Mammalian cells are a widely used expression platform for the production of recombinant therapeutic proteins or viral particle-based vaccines since they typically perform appropriate protein post-translational modifications and authentic viral particle assembly. Of the available mammalian cells, CHO and HEK 293 are some of the most industrially relevant cell lines because they are cGMP compliant and are able to grow in suspension in a variety of serum-free media. Of note, production of human therapeutics in mammalian cell culture has become more and more stringent in past recent years and not only demands serum-free but also animal-component free production conditions to ensure safety.

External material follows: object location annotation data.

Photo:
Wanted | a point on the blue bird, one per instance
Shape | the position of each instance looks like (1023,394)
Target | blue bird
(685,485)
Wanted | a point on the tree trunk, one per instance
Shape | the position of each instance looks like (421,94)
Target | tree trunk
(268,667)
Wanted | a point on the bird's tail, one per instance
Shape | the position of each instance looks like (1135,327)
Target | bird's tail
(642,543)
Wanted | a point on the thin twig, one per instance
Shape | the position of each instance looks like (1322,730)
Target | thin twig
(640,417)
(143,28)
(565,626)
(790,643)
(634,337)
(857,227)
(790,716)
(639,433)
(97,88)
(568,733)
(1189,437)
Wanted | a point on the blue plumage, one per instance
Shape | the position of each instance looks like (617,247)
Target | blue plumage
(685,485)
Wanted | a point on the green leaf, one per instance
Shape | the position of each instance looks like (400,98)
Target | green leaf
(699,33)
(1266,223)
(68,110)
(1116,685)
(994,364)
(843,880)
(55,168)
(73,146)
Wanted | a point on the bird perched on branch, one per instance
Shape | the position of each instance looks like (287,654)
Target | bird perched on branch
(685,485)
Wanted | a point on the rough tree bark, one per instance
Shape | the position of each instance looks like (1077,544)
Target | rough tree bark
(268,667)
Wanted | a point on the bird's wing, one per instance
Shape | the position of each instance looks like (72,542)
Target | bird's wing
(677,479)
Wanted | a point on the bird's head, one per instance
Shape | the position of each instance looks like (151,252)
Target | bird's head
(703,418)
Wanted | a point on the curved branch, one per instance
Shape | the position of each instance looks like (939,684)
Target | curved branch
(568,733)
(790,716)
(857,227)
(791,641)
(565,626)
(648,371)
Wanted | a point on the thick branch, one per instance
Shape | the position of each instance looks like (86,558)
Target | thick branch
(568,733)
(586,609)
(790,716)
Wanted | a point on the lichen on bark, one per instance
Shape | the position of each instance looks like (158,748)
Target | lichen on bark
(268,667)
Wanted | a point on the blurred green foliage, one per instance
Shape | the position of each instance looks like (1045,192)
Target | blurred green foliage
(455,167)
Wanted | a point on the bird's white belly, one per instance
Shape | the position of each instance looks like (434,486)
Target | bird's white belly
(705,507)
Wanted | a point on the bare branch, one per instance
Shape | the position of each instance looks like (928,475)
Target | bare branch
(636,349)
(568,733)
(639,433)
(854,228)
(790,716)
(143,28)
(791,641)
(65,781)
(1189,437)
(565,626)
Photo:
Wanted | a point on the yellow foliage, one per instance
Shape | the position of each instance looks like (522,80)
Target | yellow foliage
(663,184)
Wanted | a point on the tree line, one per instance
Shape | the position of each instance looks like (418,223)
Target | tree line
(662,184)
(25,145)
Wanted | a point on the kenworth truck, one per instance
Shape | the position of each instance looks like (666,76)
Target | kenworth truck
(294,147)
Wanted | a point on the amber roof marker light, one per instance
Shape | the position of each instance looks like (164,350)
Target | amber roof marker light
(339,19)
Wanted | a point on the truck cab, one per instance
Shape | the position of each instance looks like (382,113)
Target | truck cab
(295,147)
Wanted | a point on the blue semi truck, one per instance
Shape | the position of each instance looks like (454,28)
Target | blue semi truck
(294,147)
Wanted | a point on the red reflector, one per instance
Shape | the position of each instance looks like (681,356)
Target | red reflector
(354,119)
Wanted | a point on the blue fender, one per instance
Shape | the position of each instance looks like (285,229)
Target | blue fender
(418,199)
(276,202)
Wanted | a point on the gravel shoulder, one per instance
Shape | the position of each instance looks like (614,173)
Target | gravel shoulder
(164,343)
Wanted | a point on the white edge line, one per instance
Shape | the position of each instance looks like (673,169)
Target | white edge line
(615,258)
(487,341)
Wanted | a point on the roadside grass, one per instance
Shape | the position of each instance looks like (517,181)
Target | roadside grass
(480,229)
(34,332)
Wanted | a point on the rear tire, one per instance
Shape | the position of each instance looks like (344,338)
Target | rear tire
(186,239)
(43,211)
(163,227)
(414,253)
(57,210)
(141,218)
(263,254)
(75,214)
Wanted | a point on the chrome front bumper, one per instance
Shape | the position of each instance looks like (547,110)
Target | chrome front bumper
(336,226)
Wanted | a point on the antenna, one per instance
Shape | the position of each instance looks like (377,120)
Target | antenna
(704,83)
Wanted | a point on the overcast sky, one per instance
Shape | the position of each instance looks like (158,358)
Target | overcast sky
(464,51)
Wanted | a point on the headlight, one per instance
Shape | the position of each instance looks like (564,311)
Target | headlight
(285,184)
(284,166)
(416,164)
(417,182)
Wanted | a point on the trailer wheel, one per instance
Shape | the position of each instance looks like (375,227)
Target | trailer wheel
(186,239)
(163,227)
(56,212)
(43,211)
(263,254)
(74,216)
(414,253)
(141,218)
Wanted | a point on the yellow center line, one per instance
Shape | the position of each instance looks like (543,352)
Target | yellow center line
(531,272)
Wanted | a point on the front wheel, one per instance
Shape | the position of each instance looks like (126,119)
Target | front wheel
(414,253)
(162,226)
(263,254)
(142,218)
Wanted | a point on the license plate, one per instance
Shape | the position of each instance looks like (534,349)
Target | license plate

The aim of this work was to optimize CHO-S and HEK 2931 cell growth by addition of non-animal derived components to serum-free and protein-free media through design of experiments (DoE) in order to maximize cell growth. The kinetics of HEK 293 cell growth is studied in three different media. The effect of non-animal derived serum components on cell growth has been evaluated in an attempt to improve cell densities while keeping animal-free production conditions.
For these studies, three recombinant proteins (albumin, transferrin and insulin), sodium selenite and an in-house lipid mix composed of synthetic cholesterol, fatty acids, tocopherol acetate and tween 80 were selected. The optimal combination of these components in the final formulation has been determined by using DoE. Results have shown that by adding a mixture of animal-free supplements normally it is possible to increase cell densities in already existing commercial chemically defined media.